Es un asunto que me impresionó mucho durante los años que fui embajador en los Estados Unidos y del que tuve ocasión de hablar extensamente una tarde con Martin Luther King III, hijo del predicador, durante la Convención del Partido Demócrata que designó a Obama como candidato a la presidencia. Una convención política en los EE UU es un gran espectáculo al que asiste toda la gente que importa en el país (según orientación política) y en el que entre discursos y matasuegras se celebran conferencias, cenas, reuniones, recepciones y conciliábulos. Me pareció un hombre pausado, algo abrumado por sentirse hijo y heredero de una leyenda y consciente de que el fin de la segregación, que había dado un salto de gigante con su padre, aún tendría que esperar.

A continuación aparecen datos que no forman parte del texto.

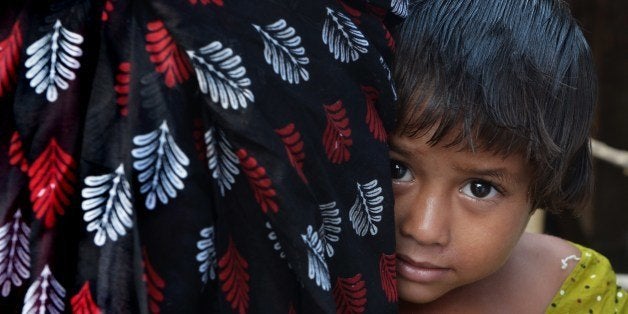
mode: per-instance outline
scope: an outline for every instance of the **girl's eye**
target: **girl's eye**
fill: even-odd
[[[392,174],[393,181],[409,182],[414,179],[410,170],[396,160],[390,161],[390,173]]]
[[[499,191],[489,182],[483,180],[473,180],[465,184],[460,192],[479,199],[490,199],[497,196]]]

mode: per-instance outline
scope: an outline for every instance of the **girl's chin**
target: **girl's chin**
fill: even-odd
[[[424,286],[411,281],[397,278],[399,304],[404,306],[426,304],[438,300],[448,291],[434,286]]]

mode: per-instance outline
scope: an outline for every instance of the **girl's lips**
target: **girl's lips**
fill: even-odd
[[[451,268],[440,267],[428,262],[416,262],[397,255],[397,274],[418,283],[433,283],[445,279]]]

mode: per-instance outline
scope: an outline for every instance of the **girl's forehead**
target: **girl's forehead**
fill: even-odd
[[[399,117],[392,135],[458,151],[480,151],[502,157],[522,155],[531,161],[530,145],[534,141],[530,130],[500,125],[490,117],[470,114],[464,109],[424,110],[424,105],[416,110],[407,109]]]
[[[442,124],[436,122],[426,127],[397,128],[391,134],[391,140],[403,143],[405,146],[426,143],[431,147],[469,152],[476,151],[479,146],[477,144],[482,142],[480,139],[466,135],[461,124],[448,126],[447,130],[442,130],[441,127]]]
[[[458,156],[461,161],[483,164],[486,162],[503,163],[506,162],[515,168],[521,168],[526,172],[532,171],[531,162],[527,155],[522,152],[511,151],[508,154],[494,149],[485,149],[485,145],[476,142],[474,145],[467,141],[456,141],[455,134],[448,134],[440,141],[431,141],[433,134],[421,133],[408,136],[399,133],[392,133],[389,139],[391,151],[412,157],[421,155],[439,154],[443,156]],[[453,144],[452,144],[453,143]]]

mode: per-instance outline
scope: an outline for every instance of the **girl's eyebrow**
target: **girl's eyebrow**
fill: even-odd
[[[393,141],[389,141],[388,146],[389,146],[390,151],[393,151],[395,153],[398,153],[404,156],[412,156],[413,154],[415,154],[414,152],[395,144]]]
[[[514,182],[514,176],[506,168],[474,168],[462,167],[459,165],[452,166],[454,170],[471,176],[491,177],[500,182]]]

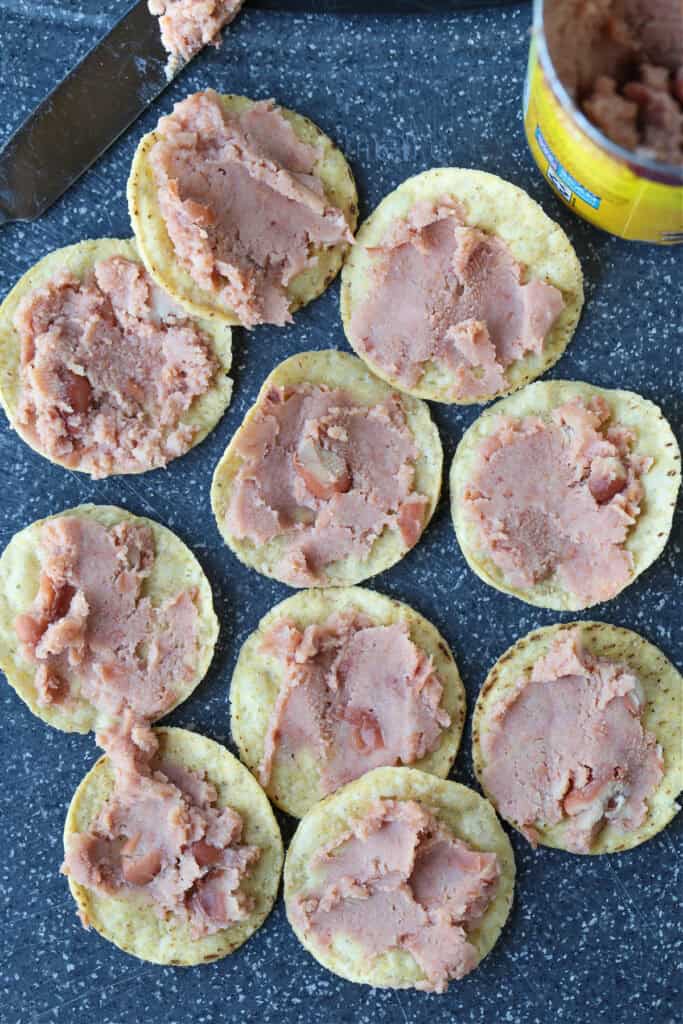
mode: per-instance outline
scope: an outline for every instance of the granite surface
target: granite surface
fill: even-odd
[[[126,0],[0,0],[0,142],[126,7]],[[528,189],[559,219],[586,275],[586,309],[550,376],[633,388],[681,427],[681,256],[621,243],[575,220],[527,152],[521,92],[530,11],[344,17],[245,11],[220,51],[195,61],[154,109],[42,220],[0,230],[0,294],[36,259],[84,237],[129,233],[124,190],[136,141],[174,100],[204,86],[275,96],[348,155],[362,212],[416,171],[481,167]],[[65,140],[65,145],[68,140]],[[213,667],[174,724],[230,744],[228,688],[239,645],[281,585],[241,567],[209,511],[213,468],[275,362],[346,348],[338,285],[293,326],[235,337],[235,398],[213,435],[168,471],[92,483],[49,465],[0,424],[0,544],[32,520],[83,501],[113,502],[171,527],[212,583],[221,620]],[[450,461],[476,408],[434,407]],[[680,519],[664,555],[593,617],[639,630],[679,665]],[[474,702],[505,648],[558,616],[497,594],[469,571],[446,500],[418,547],[373,583],[431,618]],[[560,616],[561,618],[561,616]],[[567,618],[567,616],[565,616]],[[683,816],[640,849],[601,859],[533,852],[516,834],[510,921],[482,966],[445,996],[371,991],[327,973],[299,946],[280,902],[242,949],[191,970],[120,953],[75,917],[59,875],[73,790],[97,752],[50,730],[0,684],[0,1021],[3,1024],[673,1024],[681,1019]],[[455,778],[472,784],[469,732]],[[285,834],[291,823],[283,819]]]

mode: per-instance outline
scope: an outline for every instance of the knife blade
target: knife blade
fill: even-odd
[[[169,84],[158,19],[140,0],[0,150],[0,224],[34,220]]]
[[[445,13],[519,0],[252,0],[279,11]],[[159,22],[139,0],[0,150],[0,225],[35,220],[173,80]],[[182,65],[176,73],[182,70]]]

Y que esa espera no podía ser paciente sino activa y comprometida.

MLK tiene hoy un monumento en la Explanada Nacional de la capital federal, junto a personajes como Lincoln, Jefferson y George Washington. Se trata de un bloque de piedra blanca del que emerge en pie y con los brazos cruzados. Lo visité alguna mañana de domingo y me emocionaba ver a familias enteras de afroamericanos que llegaban desde las cuatro esquinas del país para fotografiarse a su lado. Algunos reían mientras otros lloraban. Hice una foto a un grupo familiar numeroso que reunía desde bebés a una señora en silla de ruedas. Parecían todos muy alegres y yo imaginaba que esa misma foto la colocarían luego en un lugar destacado del salón de su casa de Carolina del Sur.

Lo dicho, hay gentes que dan un fuerte empujón para que el mundo sea un poco mejor y luego nos toca a los demás continuar su obra.